Root-based index sort order
SK reported an issue with the sort order of entries in the root-based index. I dug into it, and discovered: The main Moses-to-English entries appear to be sorted in the correct order. First a sort key is created like this:
<xsl:variable name="sortKey" select="if (descendant::orth) then normalize-space(descendant::orth[1]) else normalize-space(string-join(for $s in descendant::pron[seg[@type='p']]/descendant::seg[@type='p'] return hcmc:createOrth($s), ''))"/>
In other words, if there's an orth it uses the orth, and if not, it creates an orth from all the descendant phonemic prons.
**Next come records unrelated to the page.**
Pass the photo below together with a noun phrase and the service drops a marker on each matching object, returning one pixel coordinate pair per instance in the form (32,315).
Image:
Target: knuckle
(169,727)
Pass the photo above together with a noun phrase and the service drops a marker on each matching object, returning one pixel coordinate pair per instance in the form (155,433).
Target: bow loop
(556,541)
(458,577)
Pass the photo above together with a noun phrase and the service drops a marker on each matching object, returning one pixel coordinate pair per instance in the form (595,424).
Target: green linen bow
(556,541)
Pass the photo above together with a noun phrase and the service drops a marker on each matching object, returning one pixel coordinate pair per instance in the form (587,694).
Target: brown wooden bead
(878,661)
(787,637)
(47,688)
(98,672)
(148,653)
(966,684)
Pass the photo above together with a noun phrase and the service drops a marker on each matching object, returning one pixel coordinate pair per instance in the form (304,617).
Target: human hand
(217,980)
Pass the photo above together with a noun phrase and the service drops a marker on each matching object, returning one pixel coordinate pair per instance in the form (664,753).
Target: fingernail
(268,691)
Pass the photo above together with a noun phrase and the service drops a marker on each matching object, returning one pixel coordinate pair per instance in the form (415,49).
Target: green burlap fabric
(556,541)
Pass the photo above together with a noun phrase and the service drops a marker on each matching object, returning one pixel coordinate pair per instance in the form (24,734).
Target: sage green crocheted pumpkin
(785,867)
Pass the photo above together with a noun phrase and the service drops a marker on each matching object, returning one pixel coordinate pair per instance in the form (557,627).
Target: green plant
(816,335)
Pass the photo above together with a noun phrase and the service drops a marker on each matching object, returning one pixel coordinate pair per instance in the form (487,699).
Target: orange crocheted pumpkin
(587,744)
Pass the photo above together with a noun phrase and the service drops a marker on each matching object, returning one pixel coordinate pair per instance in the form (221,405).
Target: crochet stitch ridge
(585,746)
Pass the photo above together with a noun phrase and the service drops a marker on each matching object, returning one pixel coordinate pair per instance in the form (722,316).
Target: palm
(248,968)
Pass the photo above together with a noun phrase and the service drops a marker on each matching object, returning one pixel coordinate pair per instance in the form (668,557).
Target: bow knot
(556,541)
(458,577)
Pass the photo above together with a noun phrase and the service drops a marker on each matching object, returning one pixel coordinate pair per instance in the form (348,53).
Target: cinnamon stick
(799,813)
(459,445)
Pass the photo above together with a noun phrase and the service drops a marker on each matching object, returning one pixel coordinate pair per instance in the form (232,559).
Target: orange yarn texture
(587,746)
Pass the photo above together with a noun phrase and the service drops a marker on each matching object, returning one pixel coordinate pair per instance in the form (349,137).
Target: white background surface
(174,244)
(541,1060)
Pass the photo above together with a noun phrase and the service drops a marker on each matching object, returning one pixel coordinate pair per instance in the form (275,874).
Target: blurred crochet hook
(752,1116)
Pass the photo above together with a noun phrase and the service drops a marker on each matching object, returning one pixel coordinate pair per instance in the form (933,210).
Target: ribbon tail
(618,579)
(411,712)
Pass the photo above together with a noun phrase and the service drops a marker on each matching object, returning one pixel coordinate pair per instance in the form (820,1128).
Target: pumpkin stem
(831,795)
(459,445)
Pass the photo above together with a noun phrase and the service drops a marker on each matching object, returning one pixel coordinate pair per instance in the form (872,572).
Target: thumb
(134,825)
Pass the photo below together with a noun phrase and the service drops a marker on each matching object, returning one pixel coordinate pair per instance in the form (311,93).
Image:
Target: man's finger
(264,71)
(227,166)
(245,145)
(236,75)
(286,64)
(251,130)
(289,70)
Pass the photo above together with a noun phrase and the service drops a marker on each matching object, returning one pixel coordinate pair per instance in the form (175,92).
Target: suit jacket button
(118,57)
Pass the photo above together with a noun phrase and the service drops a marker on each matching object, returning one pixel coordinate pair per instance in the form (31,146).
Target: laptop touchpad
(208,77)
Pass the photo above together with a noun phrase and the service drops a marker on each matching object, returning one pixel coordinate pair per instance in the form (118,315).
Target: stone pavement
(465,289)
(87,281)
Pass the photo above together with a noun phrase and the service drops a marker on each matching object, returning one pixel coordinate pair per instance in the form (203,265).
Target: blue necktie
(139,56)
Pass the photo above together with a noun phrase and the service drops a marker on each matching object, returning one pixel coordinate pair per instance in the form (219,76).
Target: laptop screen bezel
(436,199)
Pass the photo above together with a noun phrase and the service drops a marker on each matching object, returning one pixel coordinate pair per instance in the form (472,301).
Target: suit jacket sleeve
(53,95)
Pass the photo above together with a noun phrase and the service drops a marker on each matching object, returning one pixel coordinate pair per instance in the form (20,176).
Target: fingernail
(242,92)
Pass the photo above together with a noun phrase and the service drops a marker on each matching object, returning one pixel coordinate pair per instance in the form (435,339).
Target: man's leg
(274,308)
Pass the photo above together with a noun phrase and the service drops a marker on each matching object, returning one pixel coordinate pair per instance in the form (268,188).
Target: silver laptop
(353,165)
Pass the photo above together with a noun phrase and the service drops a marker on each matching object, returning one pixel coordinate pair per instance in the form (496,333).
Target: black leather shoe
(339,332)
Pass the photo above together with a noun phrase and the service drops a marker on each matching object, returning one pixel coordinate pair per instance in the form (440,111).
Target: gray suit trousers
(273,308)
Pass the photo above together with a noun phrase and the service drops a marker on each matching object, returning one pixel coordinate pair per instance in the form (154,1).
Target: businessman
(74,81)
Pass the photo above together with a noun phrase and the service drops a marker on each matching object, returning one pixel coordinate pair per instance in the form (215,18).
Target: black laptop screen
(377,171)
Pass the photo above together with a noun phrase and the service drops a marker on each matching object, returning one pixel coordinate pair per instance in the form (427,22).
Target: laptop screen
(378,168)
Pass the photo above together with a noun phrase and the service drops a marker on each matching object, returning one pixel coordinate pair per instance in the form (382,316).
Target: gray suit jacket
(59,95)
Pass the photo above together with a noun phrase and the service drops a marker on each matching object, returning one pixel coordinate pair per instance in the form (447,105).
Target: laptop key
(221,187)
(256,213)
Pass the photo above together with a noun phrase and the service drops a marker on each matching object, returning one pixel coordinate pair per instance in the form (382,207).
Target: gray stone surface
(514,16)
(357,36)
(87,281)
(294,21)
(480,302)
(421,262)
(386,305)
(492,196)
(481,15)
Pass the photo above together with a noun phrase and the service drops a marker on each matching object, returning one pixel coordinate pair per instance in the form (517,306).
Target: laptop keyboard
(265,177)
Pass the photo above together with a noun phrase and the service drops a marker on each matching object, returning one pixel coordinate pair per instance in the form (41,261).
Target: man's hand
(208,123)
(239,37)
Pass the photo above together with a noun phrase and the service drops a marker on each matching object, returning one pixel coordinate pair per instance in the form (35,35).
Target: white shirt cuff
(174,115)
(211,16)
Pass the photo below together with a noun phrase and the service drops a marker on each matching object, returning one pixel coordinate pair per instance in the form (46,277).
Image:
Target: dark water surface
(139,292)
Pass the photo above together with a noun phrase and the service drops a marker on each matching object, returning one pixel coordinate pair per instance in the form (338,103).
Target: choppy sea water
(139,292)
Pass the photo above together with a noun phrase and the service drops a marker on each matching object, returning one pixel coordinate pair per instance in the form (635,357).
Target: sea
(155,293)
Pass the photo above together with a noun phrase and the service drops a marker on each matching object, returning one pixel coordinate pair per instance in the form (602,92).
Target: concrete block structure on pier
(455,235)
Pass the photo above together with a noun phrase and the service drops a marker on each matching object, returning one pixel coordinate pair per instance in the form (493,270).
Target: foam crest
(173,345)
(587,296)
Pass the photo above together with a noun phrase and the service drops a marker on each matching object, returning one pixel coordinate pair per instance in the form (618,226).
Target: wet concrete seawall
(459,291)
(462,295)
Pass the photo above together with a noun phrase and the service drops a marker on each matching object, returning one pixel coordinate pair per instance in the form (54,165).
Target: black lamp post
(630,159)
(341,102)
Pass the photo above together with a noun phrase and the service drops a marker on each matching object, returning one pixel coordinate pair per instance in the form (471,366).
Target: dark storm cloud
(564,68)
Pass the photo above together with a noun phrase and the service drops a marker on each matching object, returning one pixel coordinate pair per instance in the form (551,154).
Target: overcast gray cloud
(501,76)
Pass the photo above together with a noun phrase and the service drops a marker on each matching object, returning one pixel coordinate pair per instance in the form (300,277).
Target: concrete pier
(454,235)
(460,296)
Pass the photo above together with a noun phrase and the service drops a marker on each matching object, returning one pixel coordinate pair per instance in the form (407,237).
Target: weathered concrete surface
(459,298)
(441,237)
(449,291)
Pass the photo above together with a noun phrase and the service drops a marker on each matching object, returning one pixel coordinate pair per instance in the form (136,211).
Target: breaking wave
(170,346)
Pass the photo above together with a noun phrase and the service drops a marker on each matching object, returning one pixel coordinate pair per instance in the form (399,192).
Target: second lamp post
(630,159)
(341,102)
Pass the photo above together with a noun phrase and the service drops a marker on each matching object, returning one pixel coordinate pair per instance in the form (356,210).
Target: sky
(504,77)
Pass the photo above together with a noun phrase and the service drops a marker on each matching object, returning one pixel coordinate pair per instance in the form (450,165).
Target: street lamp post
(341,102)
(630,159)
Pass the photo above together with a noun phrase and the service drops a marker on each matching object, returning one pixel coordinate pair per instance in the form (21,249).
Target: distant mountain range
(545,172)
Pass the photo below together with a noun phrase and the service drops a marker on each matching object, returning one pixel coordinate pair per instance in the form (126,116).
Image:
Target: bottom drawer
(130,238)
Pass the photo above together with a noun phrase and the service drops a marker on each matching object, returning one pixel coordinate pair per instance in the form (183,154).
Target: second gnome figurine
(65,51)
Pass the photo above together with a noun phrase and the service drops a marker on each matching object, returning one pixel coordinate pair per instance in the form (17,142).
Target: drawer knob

Then it sorts the entries using the orthographic collation:
<xsl:sort select="@sortKey" collation="http://saxon.sf.net/collation?class=ca.uvic.hcmc.moses.MosesOrthographyCollation"/>
When it comes to processing the root-based index, we were doing something slightly different:
<xsl:sort select="if (descendant::orth) then descendant::orth[1] else hcmc:createOrth(descendant::pron[seg[@type='p']][1]/descendant::seg[@type='p'][1])" collation="http://saxon.sf.net/collation?class=ca.uvic.hcmc.moses.MosesPhonemicCollation"/>
In other words, we were using the Phonemic collation. I can't remember when/where/why we have both phonemic and orthographic collations -- there must have been a reason -- but I've now switched the root-based index sort so that it uses the orthographic one. That appears to fix the problem, but SK will check for any unwanted fallout.